I The Mission, gruppo dark wave inglese che una ventina d’anni fa ha giocato un ruolo importante e forse determinante per il suo approccio pop al genere, esce quindi con uno stanco balzo dall’armadio.
Affaticati lo devono per forza essere, vista la scelta di far uscire un disco sì nuovo, ma che non è altro che una raccolta di b-sides e out-takes.
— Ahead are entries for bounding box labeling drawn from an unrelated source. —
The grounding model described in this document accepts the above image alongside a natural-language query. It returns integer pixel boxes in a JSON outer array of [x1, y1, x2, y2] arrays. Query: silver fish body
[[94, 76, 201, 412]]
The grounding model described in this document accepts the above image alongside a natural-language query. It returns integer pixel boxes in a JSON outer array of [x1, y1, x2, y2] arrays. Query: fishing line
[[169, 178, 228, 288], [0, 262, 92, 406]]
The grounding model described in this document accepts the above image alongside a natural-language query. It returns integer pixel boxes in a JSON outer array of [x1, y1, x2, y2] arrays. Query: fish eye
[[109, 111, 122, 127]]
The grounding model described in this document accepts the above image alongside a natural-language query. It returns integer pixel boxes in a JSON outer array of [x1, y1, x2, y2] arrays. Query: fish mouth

“Dum Dum Bullet” è quindi un lavoro realizzato esclusivamente per i fedeli estimatori del gruppo, che probabilmente non rimarranno delusi.
Per quel che mi riguarda, più di ricordare con ammirazione ciò che erano, mi abbandono alla perplessità che il disco mi lascia addosso.
In tempi di crisi non si butta via niente e si cerca di riciclarsi, ma farlo con la musica è veramente rischioso, poichè si viene scoperti pressochè subito e il risultato ottenuto talvolta è controproducente.
Appoggio quindi virtualmente una mano consolatrice sulla spalla di Wayne Hussey e riprendo in mano i vecchi dischi, pensando: “Vogliamo ricordarli così”.